Yet another Friday
Runt shook his head and pushed Stripes to run faster. It was well after dusk, now. Runt began to worry they would be too late. The booze shack was somewhere not far ahead. They passed the abandoned cottage and rode over the scorched ground where the Captain shot his poison dart.
Runt heard the battle before he saw it. The dogs reacted first, barking and howling and yanking at their chains. Men yelled and one of them screamed. Suddenly, the dark was painted bright with yellows, oranges and reds. Much like the night before, a ring of fire exploded outwards. There was a brief pause as the fire erupted, and a voice barked out, harsh and unmistakeable.
“That’s it, lads! Have at ‘em! Give it to the brutes!” Gunther urged. “They ain’t never seen fires like this! Push ‘em back!”
Through gaps in the scrub Runt saw them. Men, armed with long torches soaked in pitch, waved their fiery brands to-and-fro. They formed a circle around the cart, flaming spears pointed outward, their faces grim with gritted teeth and dark eyes that glittered in the fire. Gunther, the small but wiry stablemaster, darted to-and-fro amongst the men exhorting them to hold the line. They were beset on all sides by creatures from the Deeps. The flames, though, kept the animals at bay. The men lunged forward and back, stabbing at the wolves, mammoths, and hoppers. They yelled, and cursed, and spat. They jeered, and laughed, and taunted the animals and slowly beat them back. Their faces became hideous in the flickering, fiery glow of the torches. In that moment Runt saw those men as they truly were. Demons straight from hell.
They cheered as a mammoth’s fur burst into flame. The terrified beast turned and bolted. The attacking force of wild animals faltered, and many creatures began backing away. Emboldened, the men advanced, swinging their flaming spears in wide arcs now, and the roar of fire drowned out all other sounds. The remaining animals turned and fled, crashing through the bush in all directions. It was over. The men returned to the cart, laughing, clapping each other on the shoulder, and bragged about the damage each had done. One man stood apart from the rest.
“Teacher!” Tyron yelled into the night. “Come and face me! Face me yourself, you coward!” He stood there, looking out into the dark, clenching and unclenching his giant fists.
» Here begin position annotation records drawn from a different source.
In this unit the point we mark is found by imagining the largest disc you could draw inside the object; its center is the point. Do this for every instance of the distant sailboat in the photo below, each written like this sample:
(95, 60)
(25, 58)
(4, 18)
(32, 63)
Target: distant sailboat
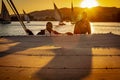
(5, 16)
(58, 15)
(26, 17)
(72, 14)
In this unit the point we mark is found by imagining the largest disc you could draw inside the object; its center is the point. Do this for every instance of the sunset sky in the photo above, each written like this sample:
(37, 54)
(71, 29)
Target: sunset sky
(37, 5)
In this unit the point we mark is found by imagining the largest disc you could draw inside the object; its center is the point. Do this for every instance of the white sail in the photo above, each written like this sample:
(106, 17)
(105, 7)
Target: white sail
(5, 16)
(26, 17)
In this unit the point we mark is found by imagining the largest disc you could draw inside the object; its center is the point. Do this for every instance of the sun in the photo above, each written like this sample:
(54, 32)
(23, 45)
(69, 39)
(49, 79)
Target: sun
(89, 3)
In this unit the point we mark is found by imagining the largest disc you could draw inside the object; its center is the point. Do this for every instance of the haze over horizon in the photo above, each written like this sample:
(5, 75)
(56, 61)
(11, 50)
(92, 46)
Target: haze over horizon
(37, 5)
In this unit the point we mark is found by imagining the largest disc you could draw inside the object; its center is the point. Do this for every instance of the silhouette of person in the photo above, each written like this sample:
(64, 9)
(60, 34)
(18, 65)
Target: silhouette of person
(29, 32)
(48, 31)
(83, 25)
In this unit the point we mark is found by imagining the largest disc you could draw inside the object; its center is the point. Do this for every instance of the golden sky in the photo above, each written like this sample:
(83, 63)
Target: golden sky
(32, 5)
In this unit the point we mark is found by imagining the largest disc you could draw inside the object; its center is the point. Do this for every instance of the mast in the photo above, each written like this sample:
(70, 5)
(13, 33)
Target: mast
(58, 15)
(26, 17)
(5, 14)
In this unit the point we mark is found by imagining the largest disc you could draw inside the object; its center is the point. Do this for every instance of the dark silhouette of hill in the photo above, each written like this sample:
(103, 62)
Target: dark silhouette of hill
(96, 14)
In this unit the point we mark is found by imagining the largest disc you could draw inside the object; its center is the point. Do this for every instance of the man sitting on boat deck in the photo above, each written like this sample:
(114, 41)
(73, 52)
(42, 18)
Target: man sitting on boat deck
(83, 25)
The other men fell silent. All except Gunther.
“What’s your deal, mate? And who the bloody hell is ‘Teacher’?”
Tyron said nothing. He just stood, still as a statue, apart from his hands.
“You know more about this than you’re letting on, don’t ya, Tyron? All these blasted animals acting weird and attacking us. It’s not natural. Something’s making them do it! You gonna fill me in, or what?”
“Get in and get moving.” Tyron grunted, and stormed off in the direction of the deserted cottage.
The next hours were spent in an agonising chase. Keeping track of the cart was not a problem. Men walked on either side holding up flaming torches to light the way and to ward off any potential attacks. Keeping pace with the cart was not a problem, either. It trundled along so sedately that Runt almost became bored following it. Neither was it a problem to keep himself hidden. Runt and Stripes padded silently through the scrub at a safe distance. Occasionally one of the hunting dogs might pause and bark at a twig snapping but Tyron merely yanked the chain and they trotted off again.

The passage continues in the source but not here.